“Finding Your Roots” host Henry Louis Gates, Jr. Credit: Courtesy of McGee Media

Noted historian and Harvard University professor Henry Louis Gates Jr. embarked in January on his eighth season of hosting “Finding Your Roots,” a series that sits down with notable names and takes them on voyages back in time. These aren’t just any voyages back in time though. Gates uses genealogists and DNA experts to find and examine historical records, and analyze genes to uncover whatever secrets they hold about the families of the guests. “Finding Your Roots” gives guests not just the names of their ancestors but in most cases, stories that bring the ancestors to life.

This season, the personal histories examined include Terry Crews, Regina King, Brittany Packnett Cunningham, Tony Danza, Kathryn Hahn, Anita Hill, Nathan Lane, John Leguizamo, Damon Lindelof, Mario Lopez, Leslie Odom Jr., the late André Leon Talley, Pamela Adlon, Erin Burnett, Amy Carlson, Melissa Villaseñor and Lena Waithe.

Season eight kicked off by sitting down with producer, writer, and director Lee Daniels, known for “The Butler,” “Empire,” and “Our Kind of People.” With Gates’ help, he uncovered the reasons behind some of the mysterious silences surrounding his forebears he had always noticed in childhood that no one ever had the courage to address. “The silence stops with me,” Daniels declared after finding out the scandalous details surrounding the mystery.
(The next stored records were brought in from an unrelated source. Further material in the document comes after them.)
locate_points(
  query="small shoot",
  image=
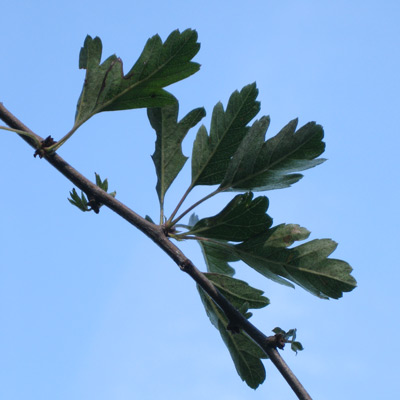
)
(289, 337)
(85, 204)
Rebecca Hall is an actress (“Resurrection”) and director (“Passing”) who was always told there was a great likelihood that there were Black people somewhere in her bloodline but had no proof. It was this assertion that led her to direct the film adaptation of the Harlem Renaissance classic, “Passing” (starring Andre Holland, Ruth Negga, Tessa Thompson) last year. Some things that Hall learns confirm what she always believed, and other revelations show that as many lies as truths may have been passed down in the family lore.

“Law and Order: SVU” actor Raul Esparza and world-renowned chef David Chang were guests on episode two. In their cases, their families fled their homelands for political reasons, Cuba and North Korea, respectively.
Esparza found out that his grandparents were in fact, not the first people in his family to come to America; his great-great grandmother had also left Cuba for America, several generations prior to his grandparents’ arrival, fleeing Castro.
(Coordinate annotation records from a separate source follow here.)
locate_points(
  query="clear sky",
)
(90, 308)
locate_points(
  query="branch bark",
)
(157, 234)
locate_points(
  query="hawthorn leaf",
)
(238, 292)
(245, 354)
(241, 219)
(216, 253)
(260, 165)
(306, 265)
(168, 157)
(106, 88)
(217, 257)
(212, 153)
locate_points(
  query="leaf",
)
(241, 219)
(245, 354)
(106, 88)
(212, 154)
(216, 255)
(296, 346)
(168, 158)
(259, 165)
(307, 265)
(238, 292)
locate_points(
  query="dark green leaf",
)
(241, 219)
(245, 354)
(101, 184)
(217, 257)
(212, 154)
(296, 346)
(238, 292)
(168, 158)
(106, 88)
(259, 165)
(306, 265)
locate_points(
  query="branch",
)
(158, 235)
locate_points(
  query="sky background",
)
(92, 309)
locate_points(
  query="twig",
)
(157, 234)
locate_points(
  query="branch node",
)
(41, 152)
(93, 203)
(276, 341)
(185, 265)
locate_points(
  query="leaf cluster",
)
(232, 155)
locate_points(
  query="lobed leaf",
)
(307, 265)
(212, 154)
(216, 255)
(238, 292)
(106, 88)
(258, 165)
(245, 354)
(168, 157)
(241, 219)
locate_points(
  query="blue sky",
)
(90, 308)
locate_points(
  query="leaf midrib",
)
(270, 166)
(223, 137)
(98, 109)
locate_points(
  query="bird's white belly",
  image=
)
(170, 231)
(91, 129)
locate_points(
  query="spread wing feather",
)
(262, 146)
“It’s exciting. It’s making me imagine a whole life I wasn’t aware was even happening back then,” stated Esparza, upon finding out.

Chang also had great curiosity about his ancestors’ homeland which he had never set foot upon and also found out that prior generations of his family had been to the United States. Chang’s great-grandfather had come to the U.S. as a teacher around the turn of the century, something it seems Chang’s own parents were unaware of. “I don’t have any words,” stated Chang, “I mean I have goosebumps!”

Distinguished law professor Anita Hill, who became famous in 1991 for accusing then U.S. Supreme Court Justice nominee Clarence Thomas of sexual harrassment, is one of the guests on episode three. Also on episode three is Brittany Packnett Cunningham, a Black Lives Matter activist, member of President Obama’s Task Force on 21st Century Policing, and cofounder of Campaign Zero, a non-profit that aims to eliminate police violence.

Packnett Cunningham came to “Finding Your Roots” with a definite family mystery that she wanted solved: the enigma of her paternal grandfather. “I literally have only heard one sentence uttered about him…I just want to know who he is,” she told Gates at the beginning of the program. Using DNA from Packnett Cunningham and her mother, they set about trying to solve the mystery. Not only did they find out her grandfather’s name, they found a photo of him, causing

Packnett Cunningham to tear up when she saw it. She also learned her paternal great-great-grandfather fought in the Civil War after having been freed in 1864. “I’m angry they had to fight for a freedom that belonged to them and I’m incredibly proud to know that I come from people who run toward the fight,” she stated.

Hill also wanted to find out who her grandparents were; in her case, on her mother’s side. They found out her grandparents were landowners, through the Homestead Act of 1862, an extraordinary feat for Black people. Stated Hill, “They did what it took, which had to be so very difficult, so this makes me feel so proud. They existed and grabbed this part of citizenship as a right.”

“Finding Your Roots” airs on PBS Tuesdays at 9 p.m.